大槌旧庁舎、祈りと葛藤 大震災7年10カ月

©株式会社岩手日報社

納得できぬ思いを胸に、解体が迫る旧役場庁舎へ祈りをささげる小笠原人志さん=11日、大槌町新町

 東日本大震災の被災地は11日、7年10カ月の月命日を迎え、大槌町が解体する方針の旧役場庁舎前には冥福を祈る遺族らが訪れた。平野公三町長は同日、解体前に内部を見せてほしいと求めた町職員遺族の願いを「安全性を確保できない」として拒否。遺族や町民らは納得できぬ複雑な思いを抱えたまま、解体が迫る旧庁舎に手を合わせた。

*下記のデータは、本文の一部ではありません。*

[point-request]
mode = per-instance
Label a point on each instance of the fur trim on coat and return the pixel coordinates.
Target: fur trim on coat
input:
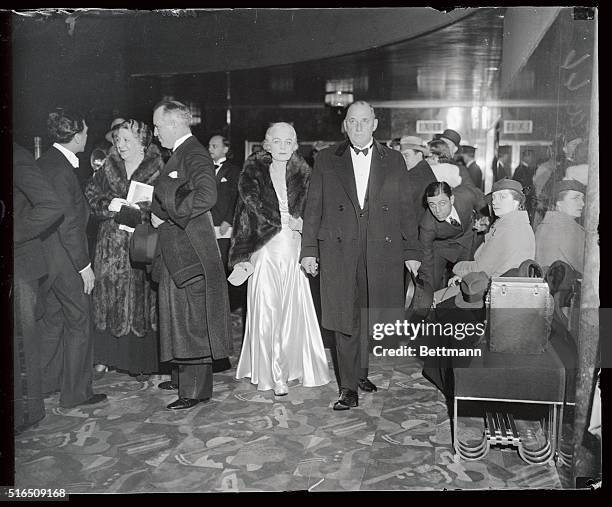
(257, 219)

 平野町長は、町職員の兄が行方不明となった同町上町の会社員倉堀康さん(35)に「希望に添えず申し訳ないが理解してほしい」と回答書を手渡した。

 旧庁舎内には町職員や工事、報道関係者らが立ち入っており、倉堀さんは面会後、「受け入れるしかないが、自分の目で見て感じることで最後の追悼、けじめの場にしたかった。同じ人間なのに、中に入れた人と遺族は何が違うのか」と無念に言葉を詰まらせた。

 同町新町の旧庁舎前では、震災で長女を亡くした釜石市鵜住居町の小笠原人志さん(66)がじっと向き合い、手を合わせた。昨年12月、犠牲になった町職員の死亡状況調査や、平野町長が説明するまでの解体中断を要望。町は調査すると回答したが、解体方針は崩していない。